Transcribe & Diarize Videos
Motivation
I wanted to generate transcriptions of videos with speaker labels. Segmenting or labeling the speakers in audio like this is referred to as Diarization
or Diarisation
(wikipedia). Unfortunately, OpenAi’s Whisper doesn’t do diarization.
Tools
You need to install these tools per the instructions on their respective repos:
yt-dlp: like youtube-dl minus some bugs. Use this to download the video.
WhisperX: performs the Diarization
Additionally, I used a machine with an Nvidia 3090 GPU running Ubuntu 22.04.
Steps
I’m going to transcribe this video as an example.
1. Download the audio file with yt-dlp.
The -o "audio.%(ext)s"
argument is used to name the output as audo.mp3
. The %(ext)s
is a placeholder for the file extension. The --extract-audio
and --audio-format mp3
arguments are used to extract the audio from the video and convert it to mp3 format.
yt-dlp --extract-audio --audio-format mp3 \
-o "audio.%(ext)s" https://youtu.be/g_6nQBsE4pU
The above command will generate audio.mp3
in the current directory.
2. Generate the transcript with diarization.

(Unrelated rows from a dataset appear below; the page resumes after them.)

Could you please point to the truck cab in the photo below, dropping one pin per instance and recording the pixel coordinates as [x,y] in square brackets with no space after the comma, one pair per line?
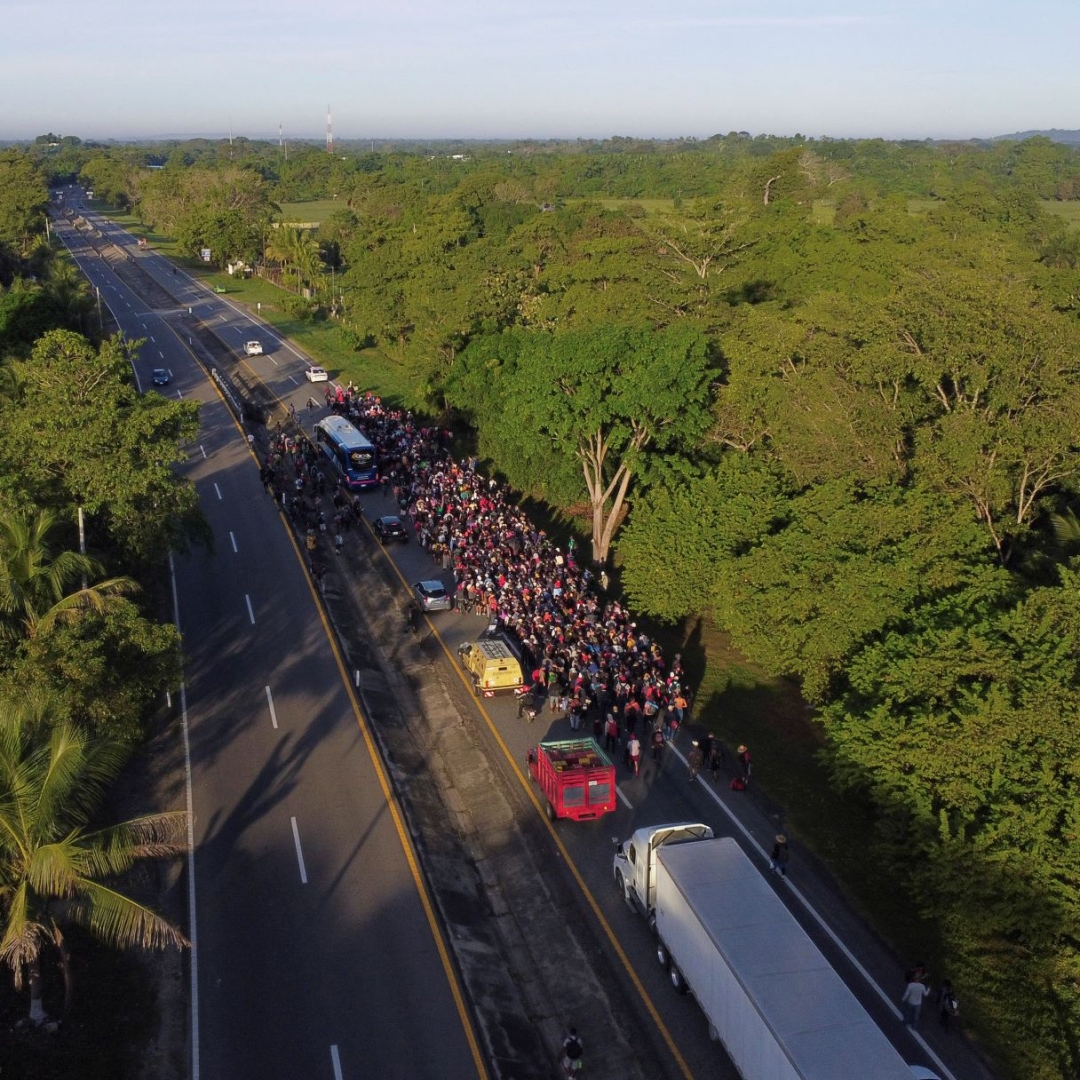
[635,860]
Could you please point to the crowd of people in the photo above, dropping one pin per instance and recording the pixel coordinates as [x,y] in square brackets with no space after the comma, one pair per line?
[584,653]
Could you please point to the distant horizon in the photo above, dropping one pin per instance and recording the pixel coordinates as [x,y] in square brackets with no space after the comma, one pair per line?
[483,69]
[320,137]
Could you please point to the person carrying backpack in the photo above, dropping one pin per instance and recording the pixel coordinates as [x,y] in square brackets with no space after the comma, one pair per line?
[948,1007]
[572,1053]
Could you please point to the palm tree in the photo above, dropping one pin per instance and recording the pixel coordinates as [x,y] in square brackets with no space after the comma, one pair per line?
[67,288]
[294,247]
[34,583]
[53,872]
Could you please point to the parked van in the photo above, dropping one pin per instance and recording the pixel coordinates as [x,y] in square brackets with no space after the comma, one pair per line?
[493,665]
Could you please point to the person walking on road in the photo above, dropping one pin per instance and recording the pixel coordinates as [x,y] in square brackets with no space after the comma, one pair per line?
[744,765]
[778,861]
[915,994]
[715,757]
[696,759]
[658,744]
[610,733]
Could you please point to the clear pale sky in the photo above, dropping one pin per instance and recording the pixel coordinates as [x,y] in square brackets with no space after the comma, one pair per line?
[502,68]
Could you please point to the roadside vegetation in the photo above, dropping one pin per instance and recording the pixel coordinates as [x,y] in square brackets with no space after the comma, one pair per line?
[814,403]
[83,656]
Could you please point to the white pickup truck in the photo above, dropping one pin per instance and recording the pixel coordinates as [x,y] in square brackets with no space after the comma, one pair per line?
[767,990]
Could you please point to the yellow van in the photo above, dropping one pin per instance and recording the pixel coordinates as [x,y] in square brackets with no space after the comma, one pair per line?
[493,665]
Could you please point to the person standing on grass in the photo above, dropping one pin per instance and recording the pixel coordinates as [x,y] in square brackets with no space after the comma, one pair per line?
[948,1007]
[915,994]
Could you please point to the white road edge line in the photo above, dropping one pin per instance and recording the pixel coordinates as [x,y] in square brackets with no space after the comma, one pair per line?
[299,853]
[808,907]
[193,929]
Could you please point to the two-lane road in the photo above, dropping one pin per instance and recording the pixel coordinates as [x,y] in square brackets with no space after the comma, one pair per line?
[318,954]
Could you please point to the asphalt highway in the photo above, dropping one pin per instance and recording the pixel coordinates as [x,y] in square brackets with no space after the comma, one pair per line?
[316,952]
[285,790]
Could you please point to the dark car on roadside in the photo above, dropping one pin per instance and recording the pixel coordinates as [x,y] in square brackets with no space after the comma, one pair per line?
[390,528]
[432,596]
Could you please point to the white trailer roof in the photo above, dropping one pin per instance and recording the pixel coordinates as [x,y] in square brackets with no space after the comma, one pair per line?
[824,1029]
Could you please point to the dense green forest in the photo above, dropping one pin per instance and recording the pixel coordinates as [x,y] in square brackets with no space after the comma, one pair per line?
[84,652]
[823,393]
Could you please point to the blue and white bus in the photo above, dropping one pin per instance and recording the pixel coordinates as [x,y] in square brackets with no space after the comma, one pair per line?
[351,453]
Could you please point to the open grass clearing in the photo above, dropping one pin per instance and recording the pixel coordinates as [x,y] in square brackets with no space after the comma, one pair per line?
[318,210]
[651,205]
[1069,212]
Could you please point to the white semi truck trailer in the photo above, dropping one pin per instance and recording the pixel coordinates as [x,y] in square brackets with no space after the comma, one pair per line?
[766,989]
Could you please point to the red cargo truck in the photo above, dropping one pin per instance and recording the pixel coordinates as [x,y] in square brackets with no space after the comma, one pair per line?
[577,778]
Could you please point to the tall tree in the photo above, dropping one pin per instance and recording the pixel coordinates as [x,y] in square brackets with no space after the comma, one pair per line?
[603,397]
[35,583]
[24,201]
[82,434]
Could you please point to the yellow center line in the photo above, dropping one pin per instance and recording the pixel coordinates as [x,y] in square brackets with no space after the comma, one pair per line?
[530,791]
[395,817]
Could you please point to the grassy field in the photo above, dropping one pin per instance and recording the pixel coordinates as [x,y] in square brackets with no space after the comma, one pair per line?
[319,210]
[652,205]
[1068,211]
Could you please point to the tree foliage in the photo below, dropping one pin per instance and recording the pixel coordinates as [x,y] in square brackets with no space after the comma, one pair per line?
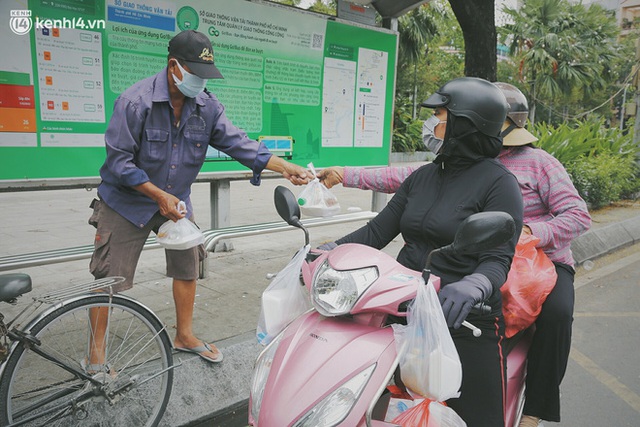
[564,52]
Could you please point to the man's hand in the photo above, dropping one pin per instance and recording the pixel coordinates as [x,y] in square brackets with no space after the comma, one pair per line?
[331,176]
[297,175]
[167,203]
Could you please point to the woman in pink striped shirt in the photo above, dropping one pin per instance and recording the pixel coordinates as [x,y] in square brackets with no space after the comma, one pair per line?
[554,212]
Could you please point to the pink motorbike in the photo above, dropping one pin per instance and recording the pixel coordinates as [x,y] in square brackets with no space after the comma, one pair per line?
[332,365]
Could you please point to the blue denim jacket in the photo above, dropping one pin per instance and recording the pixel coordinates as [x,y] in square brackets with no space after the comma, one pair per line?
[142,146]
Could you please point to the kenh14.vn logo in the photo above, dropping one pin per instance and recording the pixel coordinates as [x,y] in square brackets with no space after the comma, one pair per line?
[21,22]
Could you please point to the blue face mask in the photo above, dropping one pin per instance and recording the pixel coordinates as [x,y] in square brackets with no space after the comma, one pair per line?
[433,143]
[190,85]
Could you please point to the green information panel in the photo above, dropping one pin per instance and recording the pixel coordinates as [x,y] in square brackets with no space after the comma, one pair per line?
[318,90]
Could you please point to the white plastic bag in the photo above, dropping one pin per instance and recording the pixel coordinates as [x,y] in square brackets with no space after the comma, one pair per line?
[429,362]
[283,300]
[179,235]
[316,199]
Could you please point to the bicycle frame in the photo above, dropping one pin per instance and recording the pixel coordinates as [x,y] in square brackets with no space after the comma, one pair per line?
[90,384]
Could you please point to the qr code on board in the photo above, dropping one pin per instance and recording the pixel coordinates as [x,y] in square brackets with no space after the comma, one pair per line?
[317,41]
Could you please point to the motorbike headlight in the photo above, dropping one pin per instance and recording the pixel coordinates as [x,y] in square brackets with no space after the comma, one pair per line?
[260,375]
[334,408]
[336,292]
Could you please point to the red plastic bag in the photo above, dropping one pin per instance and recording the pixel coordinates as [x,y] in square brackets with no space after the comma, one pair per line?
[417,416]
[429,413]
[531,278]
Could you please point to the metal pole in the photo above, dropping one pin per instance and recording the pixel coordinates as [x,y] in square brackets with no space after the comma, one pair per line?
[624,101]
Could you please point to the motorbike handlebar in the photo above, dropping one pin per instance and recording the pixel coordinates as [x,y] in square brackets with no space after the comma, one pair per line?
[481,308]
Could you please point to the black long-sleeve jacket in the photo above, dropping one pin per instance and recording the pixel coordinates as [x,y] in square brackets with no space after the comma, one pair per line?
[436,198]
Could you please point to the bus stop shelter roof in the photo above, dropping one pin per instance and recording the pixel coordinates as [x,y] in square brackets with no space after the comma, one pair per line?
[395,8]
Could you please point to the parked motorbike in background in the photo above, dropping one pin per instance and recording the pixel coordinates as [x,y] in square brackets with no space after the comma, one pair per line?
[332,365]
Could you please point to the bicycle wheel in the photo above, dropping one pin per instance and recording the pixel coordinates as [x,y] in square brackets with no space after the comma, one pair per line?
[132,390]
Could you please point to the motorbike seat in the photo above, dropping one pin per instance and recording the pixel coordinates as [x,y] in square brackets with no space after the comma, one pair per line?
[13,285]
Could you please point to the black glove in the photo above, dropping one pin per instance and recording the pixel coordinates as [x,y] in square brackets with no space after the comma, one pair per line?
[458,298]
[327,246]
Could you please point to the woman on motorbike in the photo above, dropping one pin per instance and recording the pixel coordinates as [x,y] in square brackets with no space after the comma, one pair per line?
[554,212]
[428,207]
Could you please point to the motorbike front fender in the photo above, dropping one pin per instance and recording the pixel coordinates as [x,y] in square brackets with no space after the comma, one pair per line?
[315,357]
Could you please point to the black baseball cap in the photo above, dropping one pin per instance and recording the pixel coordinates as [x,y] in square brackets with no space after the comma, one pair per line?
[195,50]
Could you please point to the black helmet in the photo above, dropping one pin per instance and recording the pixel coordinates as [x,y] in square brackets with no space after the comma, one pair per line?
[518,105]
[476,99]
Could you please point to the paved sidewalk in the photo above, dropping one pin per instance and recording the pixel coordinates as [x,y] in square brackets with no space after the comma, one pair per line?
[228,299]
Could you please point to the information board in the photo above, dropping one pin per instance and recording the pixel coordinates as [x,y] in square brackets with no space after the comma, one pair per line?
[291,75]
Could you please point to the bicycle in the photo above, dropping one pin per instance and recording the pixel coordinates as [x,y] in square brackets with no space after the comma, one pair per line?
[45,374]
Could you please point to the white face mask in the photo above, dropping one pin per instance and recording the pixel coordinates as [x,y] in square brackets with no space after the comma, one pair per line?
[433,143]
[190,85]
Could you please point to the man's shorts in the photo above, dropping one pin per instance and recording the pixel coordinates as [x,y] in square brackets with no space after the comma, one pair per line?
[118,245]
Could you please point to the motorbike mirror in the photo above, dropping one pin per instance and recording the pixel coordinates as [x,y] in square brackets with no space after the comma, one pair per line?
[483,231]
[287,206]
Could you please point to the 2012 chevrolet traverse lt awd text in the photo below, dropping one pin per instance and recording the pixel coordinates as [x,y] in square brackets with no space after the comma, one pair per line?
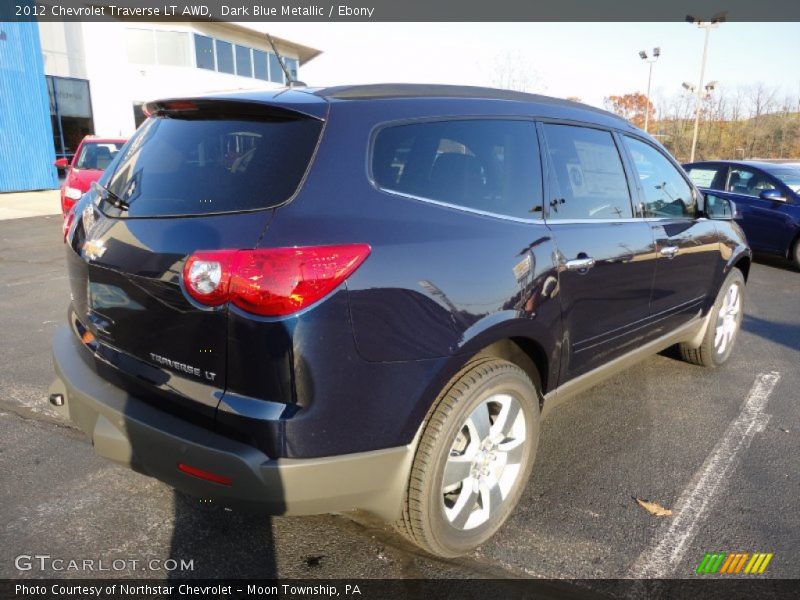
[366,297]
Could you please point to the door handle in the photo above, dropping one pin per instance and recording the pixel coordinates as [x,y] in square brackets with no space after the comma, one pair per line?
[580,264]
[669,251]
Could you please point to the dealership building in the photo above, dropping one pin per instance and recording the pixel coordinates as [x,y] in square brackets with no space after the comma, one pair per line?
[62,81]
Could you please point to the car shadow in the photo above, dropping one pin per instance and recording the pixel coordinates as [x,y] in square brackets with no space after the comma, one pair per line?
[221,542]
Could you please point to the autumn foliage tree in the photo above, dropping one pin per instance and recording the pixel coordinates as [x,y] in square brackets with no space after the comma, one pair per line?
[630,106]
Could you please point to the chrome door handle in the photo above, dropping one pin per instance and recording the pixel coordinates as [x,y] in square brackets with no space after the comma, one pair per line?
[580,264]
[669,251]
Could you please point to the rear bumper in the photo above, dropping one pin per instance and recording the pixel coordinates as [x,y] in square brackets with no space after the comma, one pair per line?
[133,433]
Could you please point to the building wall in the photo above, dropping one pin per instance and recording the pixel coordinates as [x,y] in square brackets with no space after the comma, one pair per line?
[26,135]
[98,52]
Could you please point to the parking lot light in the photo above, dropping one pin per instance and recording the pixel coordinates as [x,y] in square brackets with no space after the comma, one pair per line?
[708,26]
[650,60]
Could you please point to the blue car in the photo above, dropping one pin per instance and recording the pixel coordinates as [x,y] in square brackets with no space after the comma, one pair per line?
[767,199]
[366,297]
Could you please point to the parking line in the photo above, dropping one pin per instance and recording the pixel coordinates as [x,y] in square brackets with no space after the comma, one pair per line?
[663,556]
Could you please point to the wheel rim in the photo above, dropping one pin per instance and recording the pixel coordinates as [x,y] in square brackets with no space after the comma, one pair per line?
[484,462]
[728,319]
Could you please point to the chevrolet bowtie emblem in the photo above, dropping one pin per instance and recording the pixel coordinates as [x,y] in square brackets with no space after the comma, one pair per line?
[94,249]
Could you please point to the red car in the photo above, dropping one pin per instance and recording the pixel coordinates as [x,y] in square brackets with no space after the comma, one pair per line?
[91,158]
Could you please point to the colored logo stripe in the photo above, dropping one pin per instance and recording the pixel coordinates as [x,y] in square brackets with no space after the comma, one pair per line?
[734,563]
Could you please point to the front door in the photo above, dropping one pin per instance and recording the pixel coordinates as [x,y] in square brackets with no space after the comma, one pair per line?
[766,223]
[605,256]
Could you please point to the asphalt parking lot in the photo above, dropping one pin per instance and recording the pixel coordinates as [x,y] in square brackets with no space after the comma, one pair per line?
[720,448]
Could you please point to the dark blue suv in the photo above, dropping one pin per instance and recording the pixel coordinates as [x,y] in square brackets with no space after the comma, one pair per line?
[767,198]
[318,300]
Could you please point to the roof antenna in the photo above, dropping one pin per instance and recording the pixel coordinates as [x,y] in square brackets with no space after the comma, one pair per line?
[290,81]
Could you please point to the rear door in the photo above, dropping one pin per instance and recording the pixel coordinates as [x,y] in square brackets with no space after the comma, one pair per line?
[765,222]
[202,178]
[605,254]
[687,245]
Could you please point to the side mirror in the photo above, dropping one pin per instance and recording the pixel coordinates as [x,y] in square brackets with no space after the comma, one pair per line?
[720,209]
[772,195]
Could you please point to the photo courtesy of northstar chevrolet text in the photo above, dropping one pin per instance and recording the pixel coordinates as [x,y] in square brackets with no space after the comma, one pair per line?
[382,300]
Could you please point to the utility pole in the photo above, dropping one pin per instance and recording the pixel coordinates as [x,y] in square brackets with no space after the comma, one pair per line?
[708,26]
[650,61]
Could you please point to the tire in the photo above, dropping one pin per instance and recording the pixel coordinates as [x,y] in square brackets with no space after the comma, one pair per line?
[493,397]
[723,326]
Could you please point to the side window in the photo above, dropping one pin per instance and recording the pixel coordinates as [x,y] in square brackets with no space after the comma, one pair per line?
[707,177]
[747,182]
[487,165]
[666,192]
[587,169]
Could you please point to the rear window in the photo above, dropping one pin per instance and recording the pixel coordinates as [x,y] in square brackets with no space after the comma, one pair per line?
[486,165]
[190,166]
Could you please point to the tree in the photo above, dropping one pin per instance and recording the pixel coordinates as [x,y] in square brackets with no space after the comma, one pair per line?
[630,106]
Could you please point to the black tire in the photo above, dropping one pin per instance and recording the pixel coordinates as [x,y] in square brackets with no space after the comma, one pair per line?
[708,354]
[424,520]
[795,254]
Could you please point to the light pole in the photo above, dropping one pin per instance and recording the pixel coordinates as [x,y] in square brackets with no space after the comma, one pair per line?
[650,61]
[708,26]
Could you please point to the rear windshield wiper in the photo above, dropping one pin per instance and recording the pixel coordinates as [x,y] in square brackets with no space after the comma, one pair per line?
[107,194]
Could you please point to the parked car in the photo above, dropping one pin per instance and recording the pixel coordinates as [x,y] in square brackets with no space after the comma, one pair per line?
[91,158]
[767,196]
[319,300]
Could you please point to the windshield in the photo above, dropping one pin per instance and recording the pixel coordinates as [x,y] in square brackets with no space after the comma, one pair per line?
[189,166]
[97,155]
[791,177]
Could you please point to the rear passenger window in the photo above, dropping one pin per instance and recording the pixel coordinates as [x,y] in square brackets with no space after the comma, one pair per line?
[704,176]
[486,165]
[587,170]
[666,192]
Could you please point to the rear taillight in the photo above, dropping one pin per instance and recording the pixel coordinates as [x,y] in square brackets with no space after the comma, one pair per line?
[67,224]
[273,281]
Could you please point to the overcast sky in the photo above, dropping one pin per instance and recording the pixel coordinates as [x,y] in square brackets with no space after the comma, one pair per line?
[587,60]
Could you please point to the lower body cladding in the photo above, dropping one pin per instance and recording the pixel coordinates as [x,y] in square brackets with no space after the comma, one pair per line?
[205,464]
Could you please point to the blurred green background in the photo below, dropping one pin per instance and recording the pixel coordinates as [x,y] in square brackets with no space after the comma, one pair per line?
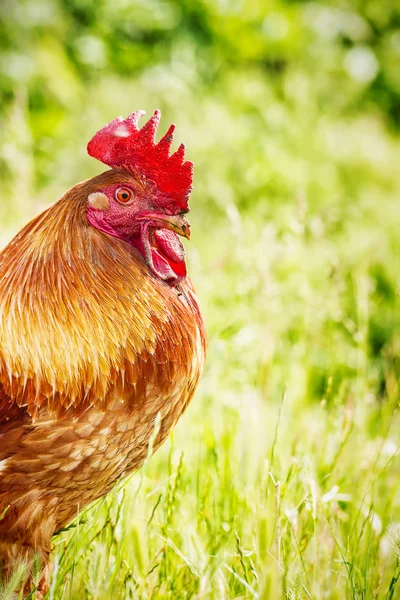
[290,111]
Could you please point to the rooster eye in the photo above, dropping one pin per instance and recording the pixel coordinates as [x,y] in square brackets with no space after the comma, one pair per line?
[123,195]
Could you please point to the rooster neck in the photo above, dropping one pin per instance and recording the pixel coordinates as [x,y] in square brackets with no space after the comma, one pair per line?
[77,307]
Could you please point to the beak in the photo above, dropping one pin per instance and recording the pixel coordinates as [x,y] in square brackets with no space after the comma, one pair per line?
[177,223]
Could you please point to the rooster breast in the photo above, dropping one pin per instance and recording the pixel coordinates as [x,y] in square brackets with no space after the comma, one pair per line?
[97,359]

This is done with WhisperX. Make sure you carefully follow the instructions in the WhisperX repo corresponding to Speaker Diarization: you have to click on three Hugging Face repos and accept their terms & conditions.
The video I’m working with has 2 speakers, so that’s why I’m setting --min_speakers
and --max_speakers
equal to 2. The --hf_token
argument is the Hugging Face token you get from following the instructions in the WhisperX repo.
whisperx audio.mp3 --model large-v2 --diarize \
--min_speakers 2 --max_speakers 2 --hf_token <your_hf_token>
This will produce files with the following extensions audio.{srt, vtt, txt, tsv, json}
in the current directory. You can limit the formats with --output_format
and write these files to a different directory with --output_dir
. The .json
file contains the most detailed information about the diarization, with world-level predictions, whereas the .vtt
and .srt
files will contain a more human-readable transcript with speaker labels. I suggest looking at these files to see which one suits your needs.
If looking at the .json
file, I recommend using jq
with a command like this to see the first row of the segments
array in that file:
jq '.segments[0]' audio.json
Preview
Here’s a preview of the .vtt
file:
> head -n40 audio.vtt
WEBVTT
00:00.248 --> 00:13.531
[SPEAKER_01]: Hi, this is Jeremy Howard, and you're listening to Coffee Time Data Science, a podcast for data science enthusiasts, where I interview practitioners, researchers, and Kagglers about their journey, experience, and talk all things data science.
00:13.531 --> 00:17.151
[SPEAKER_01]: And before we begin, I apologize for the change to our schedule.
00:17.151 --> 00:22.593
[SPEAKER_01]: Of course, usually you would be seeing Chai Time Data Science on this channel with Sanyam Bhutani.
00:22.593 --> 00:24.373
[SPEAKER_01]: Unfortunately, he's not available today.
00:24.373 --> 00:29.514
[SPEAKER_01]: He had a prior appointment on another podcast, and he was not able to join Chai Time Data Science.
00:29.974 --> 00:34.338
[SPEAKER_01]: We hope you enjoy this special episode of Coffee Time Data Science.
00:34.338 --> 00:45.148
[SPEAKER_01]: And without further ado, I would like to invite our very special VIP guest, newly anointed Kaggle Grand Master, Sanyam Bhutani.
00:45.148 --> 00:47.190
[SPEAKER_01]: Sanyam, welcome to Coffee Time Data Science.
00:48.372 --> 00:49.073
[SPEAKER_00]: Thank you, Jeremy.
00:49.073 --> 00:53.537
[SPEAKER_00]: Usually, I'm very anti coffee, but I'll have to allow that.
00:53.537 --> 00:55.678
[SPEAKER_00]: I still can't believe you weren't kidding.
00:55.678 --> 00:59.421
[SPEAKER_00]: And I mentioned in our message also, like I, I think I don't deserve this.
00:59.421 --> 01:00.042
[SPEAKER_00]: But thank you.
Other projects
- HuggingFace: Whisper Speaker Diarization. I tried this, and while it worked decently, the results were not as good as WhisperX out of the box.
- Pyannote-audio. H/T Tansihq Abraham for pointing this out to me. WhisperX also uses it.